選挙に向けての混乱度合いがある程度イメージできましたでしょうか?

 

では、最後に具体的にどのような対策を講じることができるか考えていきましょう。選挙関連の脅威は外国人を標的としたり、日本人/日本企業を狙い撃ちにするようなものではありません。つまり、日本人の皆さんは、選挙に伴う混乱や、テロ・襲撃等に巻き込まれないことが最大の対策になるということを理解してください。

そのための代表的な安全対策項目を列記しておきます。

(1)移動制限に関連する対策項目

・政治活動(集会、投票所)には近づかないよう移動制限をかける

・投票日前後数日間は拠点での勤務は取りやめ、自宅待機とする

・混乱の収拾にめどがつかなくなりそうな場合に備え緊急一時帰国の準備を進める

巻き込まれ被害を防止するには、リスクのありそうな時間帯や場所に関係者を立ち寄らせないことが最重要ポイントです。
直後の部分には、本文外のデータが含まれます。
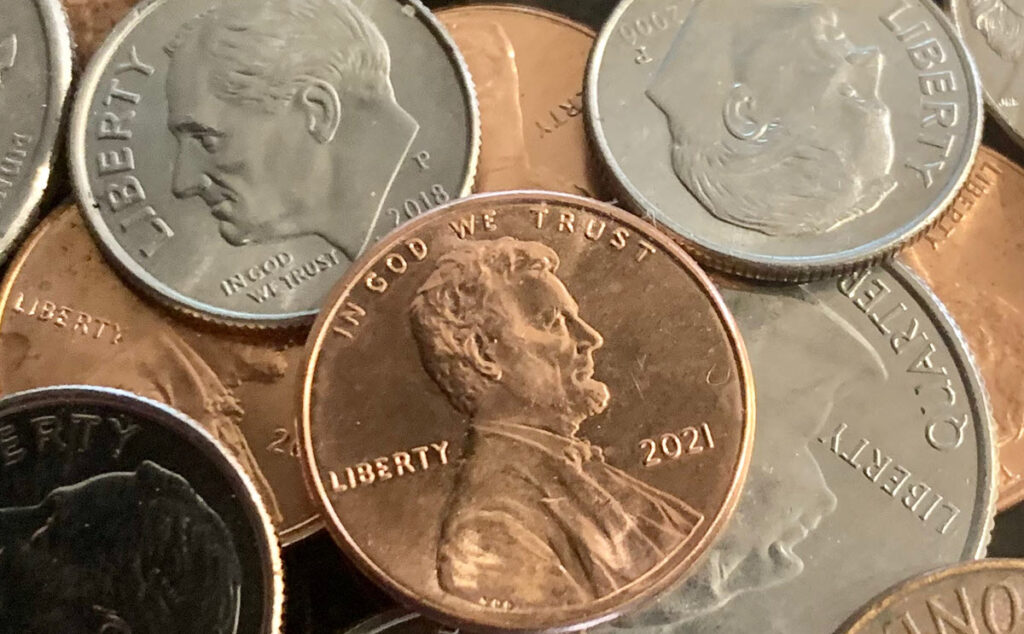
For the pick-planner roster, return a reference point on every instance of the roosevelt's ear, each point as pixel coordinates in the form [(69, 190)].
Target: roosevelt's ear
[(323, 108), (741, 116), (478, 353)]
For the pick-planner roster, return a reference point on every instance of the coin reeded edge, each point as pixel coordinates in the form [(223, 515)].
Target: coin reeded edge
[(803, 268), (356, 271), (115, 253), (272, 605)]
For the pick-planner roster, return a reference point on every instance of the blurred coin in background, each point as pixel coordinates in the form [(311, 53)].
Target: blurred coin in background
[(972, 259), (527, 66), (118, 514), (35, 75), (66, 318), (839, 161), (235, 158), (873, 459), (526, 412)]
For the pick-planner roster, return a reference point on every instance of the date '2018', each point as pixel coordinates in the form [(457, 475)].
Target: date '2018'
[(671, 447)]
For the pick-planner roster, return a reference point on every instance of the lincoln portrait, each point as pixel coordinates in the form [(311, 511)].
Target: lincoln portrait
[(775, 116), (286, 120), (538, 517)]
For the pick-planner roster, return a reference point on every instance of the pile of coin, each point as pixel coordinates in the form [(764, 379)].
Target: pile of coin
[(368, 315)]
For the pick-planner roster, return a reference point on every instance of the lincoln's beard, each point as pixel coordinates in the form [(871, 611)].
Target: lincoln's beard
[(805, 187)]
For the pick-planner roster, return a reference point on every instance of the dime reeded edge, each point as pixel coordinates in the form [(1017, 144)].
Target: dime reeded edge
[(59, 58), (785, 268), (125, 264), (990, 107), (357, 270), (273, 604), (968, 368), (863, 618)]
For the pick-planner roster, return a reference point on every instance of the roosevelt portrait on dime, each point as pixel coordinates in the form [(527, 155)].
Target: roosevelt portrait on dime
[(537, 517), (286, 120), (776, 121)]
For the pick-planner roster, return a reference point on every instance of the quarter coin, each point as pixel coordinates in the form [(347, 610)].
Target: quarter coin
[(527, 66), (782, 139), (981, 596), (525, 412), (971, 260), (873, 459), (233, 157), (66, 318), (118, 514), (35, 74)]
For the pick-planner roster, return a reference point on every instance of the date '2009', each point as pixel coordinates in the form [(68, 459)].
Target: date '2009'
[(671, 447)]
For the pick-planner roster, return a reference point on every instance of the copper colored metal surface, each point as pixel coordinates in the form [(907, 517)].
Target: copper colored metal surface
[(981, 596), (91, 22), (67, 319), (973, 259), (525, 412), (528, 69)]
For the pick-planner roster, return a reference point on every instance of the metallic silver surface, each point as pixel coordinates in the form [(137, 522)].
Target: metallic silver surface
[(35, 74), (235, 158), (120, 514), (783, 139), (875, 459), (993, 32)]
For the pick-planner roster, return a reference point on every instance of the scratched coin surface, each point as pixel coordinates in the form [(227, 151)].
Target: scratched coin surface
[(873, 459), (119, 514), (525, 412), (980, 596), (527, 66), (233, 158), (993, 32), (971, 259), (35, 74), (66, 318), (835, 163)]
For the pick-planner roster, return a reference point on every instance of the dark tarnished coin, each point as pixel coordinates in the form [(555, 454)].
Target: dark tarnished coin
[(982, 597), (993, 32), (972, 258), (35, 74), (873, 459), (118, 514), (525, 412), (781, 138), (235, 157), (527, 66), (67, 319)]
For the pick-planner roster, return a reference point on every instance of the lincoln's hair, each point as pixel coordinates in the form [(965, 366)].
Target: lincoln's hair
[(141, 550), (455, 309), (263, 51)]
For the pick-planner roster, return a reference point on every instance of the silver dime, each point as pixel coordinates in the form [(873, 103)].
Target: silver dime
[(35, 73), (780, 138), (235, 156), (993, 32), (873, 459), (119, 514)]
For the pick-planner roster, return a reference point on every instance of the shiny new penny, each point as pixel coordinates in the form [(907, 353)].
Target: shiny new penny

いかに地元に根付いて活動している企業・団体でも日本人が現地で選挙活動する必要性はまずありません。ですので、脅威が高まり始めた後は「政治活動(集会、投票所)には一切近づかない!」を原則とすることをおススメします。

 

また、現地での混乱が拡大し、空港や港、隣国への道路が通行できなくなっては逃げることもできません。本当に混乱が拡大しそうな場合は、現地の日本大使館や日本人会の関係者とも連携して一時的な国外への退避、つまり緊急一時帰国も想定しておくことがおすすめです。この場合はパスポートや最低限の現金、着替え、食料を一つの鞄に入れて準備しておくと便利です。

 

なお、ここでご注意いただきたいのは、日本とは違い、選挙結果が判明した後に混乱がどんどん広がってしまう、というケースがあることです。結果発表後に与野党が批判の応酬を行い、支持者同士も衝突、広範囲な交通規制や場合によっては民族間の大規模暴動に発展するケースもあります(参考⇒ケニア危機(2007~08年))。投票が終わればOK、ではなく、完全に事態が鎮静化した後に移動制限の解除、緊急一時帰国への備えを解除するようおススメします。

 

(2)混乱が収まるまで自宅や拠点で乗り切るための対策項目

・混乱が拡大した場合に備え、自宅および拠点に飲食物、生活必需品を一週間分程度買いだめする

・携帯電話とインターネット通話アプリ、衛星携帯電話等複数の連絡手段を確保する

・タイミングを見計らって移動するためのガソリンを自宅・拠点車両に満タンにしておく

 

一時帰国までの対応を取らない場合でも、市内の路上で混乱が続き移動が危険な場合、(標的となっていない)自宅や事務所等拠点内で事態の収拾を待つというケースが考えられます。その場合は上記のような対応を取っておくと、不必要に買い出しをせずにすみます。

 

あくまで大規模災害に備えた備蓄の事例ですが、首相官邸のHP記載内容もご参考まで紹介しておきます。想定している事態に違いはありますが、自宅で引きこもって生活するという点では途上国選挙に伴う混乱も同じです。

大規模災害発生時家庭での備え(首相官邸HPより)

 

 

なお、本コラムの内容はあくまで選挙を迎える途上国に滞在している日本人を想定して記載しています。現地で雇用されている方の選挙活動や投票を禁止することはオススメできません。現地の方がそれぞれの考えで政治に参加することは民主主義の根幹ですので、企業・団体としては安全には十分注意してもらいつつ、業務以外で被害を被った場合の責任所在を明確にしておく、という対応が一般的です。